Loi de finances 2022 : nouveautés sur le partage de la taxe d’aménagement, entre commune et EPCI

La Loi de finances pour 2011, qui était venue enrichir à l’époque l’article L. 331-2 du code de l’urbanisme, avait institué la taxe d’aménagement (TA) dans l’ensemble des communes dotées d’un PLU ou d’un POS. Les autres communes ont quant à elles le pouvoir d’instituer la taxe par délibération du conseil municipal.

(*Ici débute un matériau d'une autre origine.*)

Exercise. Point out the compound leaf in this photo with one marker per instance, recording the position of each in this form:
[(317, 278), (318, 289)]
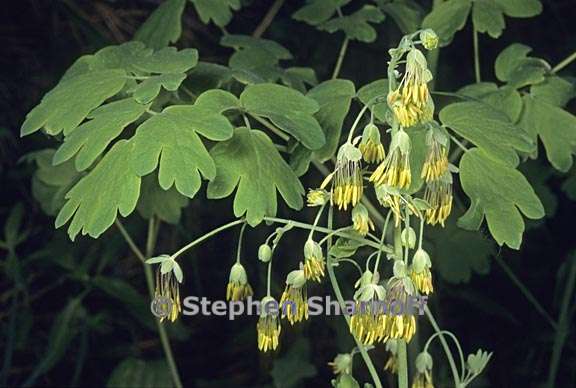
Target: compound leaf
[(498, 193), (111, 187), (287, 108), (487, 128), (170, 140), (163, 26), (90, 139), (250, 162), (68, 104)]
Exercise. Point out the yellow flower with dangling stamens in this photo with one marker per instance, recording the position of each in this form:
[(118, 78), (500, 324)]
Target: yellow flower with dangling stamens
[(368, 323), (370, 145), (438, 194), (268, 326), (394, 171), (361, 220), (347, 187), (313, 261), (238, 286), (399, 324), (392, 362), (410, 102), (167, 294), (294, 300), (420, 272), (436, 163)]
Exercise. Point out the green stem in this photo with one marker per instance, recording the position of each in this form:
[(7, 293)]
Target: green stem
[(476, 56), (340, 298), (340, 59), (150, 284), (563, 326), (402, 353), (445, 346), (571, 58), (524, 290), (207, 236)]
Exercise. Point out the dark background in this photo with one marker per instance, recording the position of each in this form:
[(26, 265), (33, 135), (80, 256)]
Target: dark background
[(40, 39)]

Jusqu’en 2021 inclus, il était possible pour une commune de reverser tout ou partie du produit de la TA à son EPCI ou à tout autre groupement dont elle est membre (un syndicat par exemple) au regard de la charge des équipements publics relevant des compétences de ces structures. Toutefois, ce reversement était seulement facultatif.

Ce caractère facultatif est apparu d’autant plus problématique que les EPCI avaient à leur charge les coûts d’aménagement et que l’obligation de partage de la TA existe déjà en sens inverse. En effet, les EPCI qui perçoivent de plein droit (communautés urbaines, Métropoles et Métropole de Lyon) ou de manière facultative (EPCI compétent en matière de plan local d’urbanisme et ayant délibéré de manière concordante avec leurs communes membres) la TA ont l’obligation de reverser à leurs communes le produit de la taxe.

Ces différentes limites ont trouvé une réponse avec l’article 109 de la loi de finances pour 2022 grâce à un amendement soutenu par Communautés de France, qui a rendu obligatoire le partage de la TA entre commune percevant la taxe et l’EPCI dont elle est membre, compte tenu de la charge des équipements publics relevant de leurs compétences respectives.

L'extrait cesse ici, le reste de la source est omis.